Historical Pirates in Maine
The first pirate known to operate off the coast of Maine—and perhaps the best known—was an Englishman named Dixie Bull. Dixe (or Dixey). Born in the early 1600s in eastern England, Bull sailed up and down the coast of New England, trading English knives and beads for fur. In 1632 while docked in Penobscot Bay, Bull’s ship was robbed of all of its valuable merchandise. Unable to recover his property, Bull sought revenge and turned to piracy, and became known for plundering small settlements along the Maine coast, most notably at Pemaquid.
In fact his nickname “The Dread Pirate” most likely derived from his attack in 1632 on the settlement of Pemaquid, which at that time was the center of the lucrative fur trade in Maine. Having more audacity than most pirates at the time, Bull sailed into the fortified town’s harbor on that day with what is said to be three ships, opened fire, and then proceeded to basically loot and burned the town. Legend also says that Bull buried some of his treasure on Damariscove Island and Cushing Island in Casco Bay, Maine.
The other pirate most often connected with Maine is Black Sam Bellamy, captain of the Whydah, who operated in the early 18th century. His “career” as a pirate captain only lasted approximately one year, however he and his crew were able to capture 53 ships during that time. Because of his “success” in such a short period of time, Bellamy also has the distinction of being the wealthiest pirate in recorded history. Black Sam was actually known for being relatively generous towards those he captured, earning him the nickname “Prince of Pirates”, and supporting his likening himself to Robin Hood. In April of 1717, just two months after taking command of the Whydah, Bellamy and his crew were on their way to Richmond Island, off the coast of Southern Maine. For some reason, the ship diverted to Cape Cod, where they got caught in a howling nor’easter–the ship eventually broke in two and Bellamy and his ship were lost.
And thus ends most of the known piracy in Maine, except for…
Present Day Ways to Have Pirate Fun in Maine
The Eastport Pirate Festival takes place on the second weekend every September and features the Pirates of the Dark Rose and includes all manner of parades, festivities, food and fun. The pirates “invade” Lubec and Eastport, camping on the grounds and demonstrating essential pirate skills such as sword fights, cannons and overall mischief. The Eastport Pirate Festival is a great event for kids of all ages and pirate attire is encouraged.

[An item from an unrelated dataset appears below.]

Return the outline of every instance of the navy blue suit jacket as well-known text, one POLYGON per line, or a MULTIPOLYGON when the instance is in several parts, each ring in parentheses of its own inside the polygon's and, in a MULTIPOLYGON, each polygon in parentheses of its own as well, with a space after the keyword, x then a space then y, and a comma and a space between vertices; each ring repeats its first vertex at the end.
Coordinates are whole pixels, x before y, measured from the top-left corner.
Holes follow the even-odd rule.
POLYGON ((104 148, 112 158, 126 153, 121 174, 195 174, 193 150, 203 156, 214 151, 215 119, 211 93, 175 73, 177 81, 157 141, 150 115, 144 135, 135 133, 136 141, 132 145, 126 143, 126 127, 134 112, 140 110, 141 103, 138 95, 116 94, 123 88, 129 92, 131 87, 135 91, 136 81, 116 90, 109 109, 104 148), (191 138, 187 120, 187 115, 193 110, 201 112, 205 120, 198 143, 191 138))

For more pirate fun, check out:
- The Damariscotta Pirate Rendezvous in June.
- Pirate events during the Boothbay Windjammer Days.
- Performance by the crew of the Pirates of the Dark Rose every Labor Day weekend during the Camden Windjammer Festival.
- Maritime historian Jim Nelson impersonating Dixie Bull at the Colonial Pemaquid State Historic Site on various dates throughout the
And don’t forget a visit to Rockport harbor, home to Maine’s own pirate movie star, the schooner yacht Heron. The Heron served as Johnny Depp’s yacht in “Pirates of the Caribbean”; visitors can take a short cruise on the Heron any day in the summer and have a go at channeling the movie!
Keep a weathered eye open matey or your might end up in Davy Jones’ locker!